Showing results for 
Search instead for 
Did you mean: 


Journeyman III

AMD terrible performance with QEMU IVSHMEM

We are using QEMUS Inter-VM Shared Memory (IVSHMEM) technology on a AMD Ryzen 9 5900X processor.
From QEMU's specification: IVSHMEM is designed to share a memory region between multiple QEMU processes running different guests and the host. In order for all guests to be able to pick up the shared memory area, it is modeled by QEMU as a PCI device exposing said memory to the guest as a PCI BAR. On a Linux VM you will use a UIO driver to map the memory to the devices.



We bench-marked performance for this technology communicating a block of data of different sizes between two Linux machines; in both an AMD and an Intel processor. IVSHMEM allows to have an interruption so our basic test consists of writing a block of memory to the shared memory, send a interruption to the other VM, then the other VM copies the data out and notifies with another interruption.

For this test the performance on AMD degrades rapidly after the standard page size (4k). Check this plot with round-trip-times on both processors: Intel in Red, AMD in Blue. *Note: scale is logarithmic.

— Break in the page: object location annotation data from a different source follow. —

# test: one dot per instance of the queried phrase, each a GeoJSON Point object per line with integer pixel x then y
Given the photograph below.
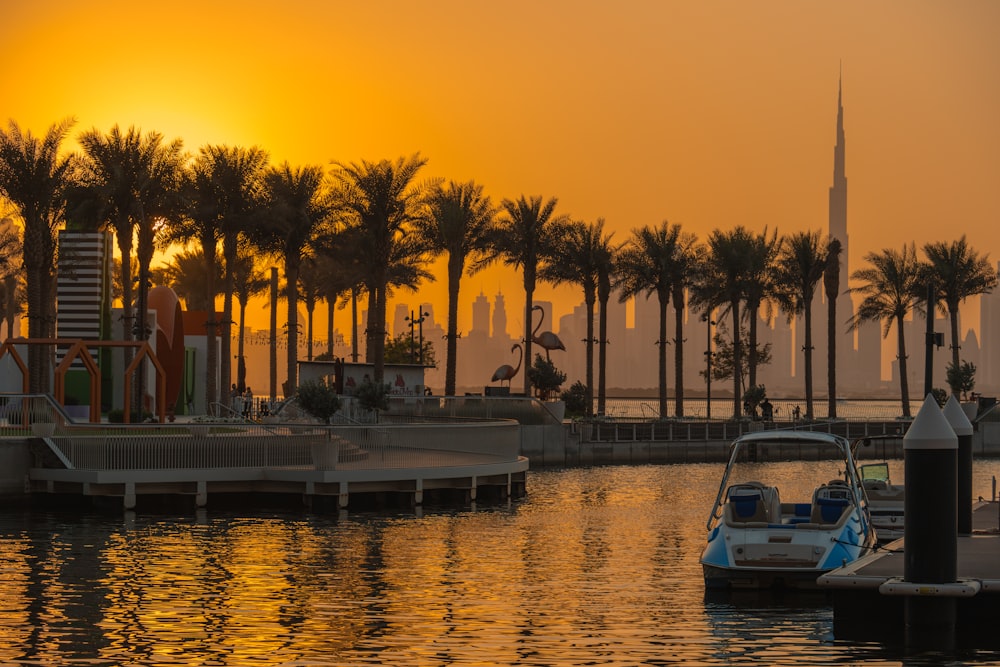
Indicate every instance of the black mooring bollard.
{"type": "Point", "coordinates": [930, 528]}
{"type": "Point", "coordinates": [962, 427]}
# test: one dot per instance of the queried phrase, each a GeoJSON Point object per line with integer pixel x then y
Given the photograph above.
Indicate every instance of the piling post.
{"type": "Point", "coordinates": [930, 530]}
{"type": "Point", "coordinates": [963, 431]}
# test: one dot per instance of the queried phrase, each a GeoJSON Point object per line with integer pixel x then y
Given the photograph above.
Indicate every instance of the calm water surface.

We have tried to understand these results without any luck. We have tried checking cache misses, using hugepages, pinning processes to the cache blocks near each other, we checked the dTLB, and performance profiles. Of course AMD-V and AMD I/O are active. Main memory and other components are similar. Intel performance even beats AMD's WS on Laptops and other low-performance processors. The graph results are almost identical for many intel processors, like:

  • 11th Gen Intel(R) Core(TM) i7-11700K @ 3.60GHz
  • 11th Gen Intel(R) Core(TM) i7-1165G7 @ 2.80GHz
  • 12th Gen Intel(R) Core(TM) i7-12700K 
  • 10th Gen Intel(R) Core(TM) i7-10510U CPU @ 1.80GHz

Is there any design or implementation difference that makes the AMD processors worse for this scenario? Are there any know issues with IOVA performance, or memory handling in general?


2 Replies

Try re-posting your question at AMD Forum's Develop and see where the Moderator places your thread at from here:

Adept I

How are you accessing the BAR? The generic uio module or did you write your own?

If you wrote your own, how did you map the BAR?

If you did not write your own, what is the path you are using to access the BAR?

Note we use IVSHMEM for Looking Glass and do not note any of the issues you describe here, moving gigabytes of data a second over the shared memory interface.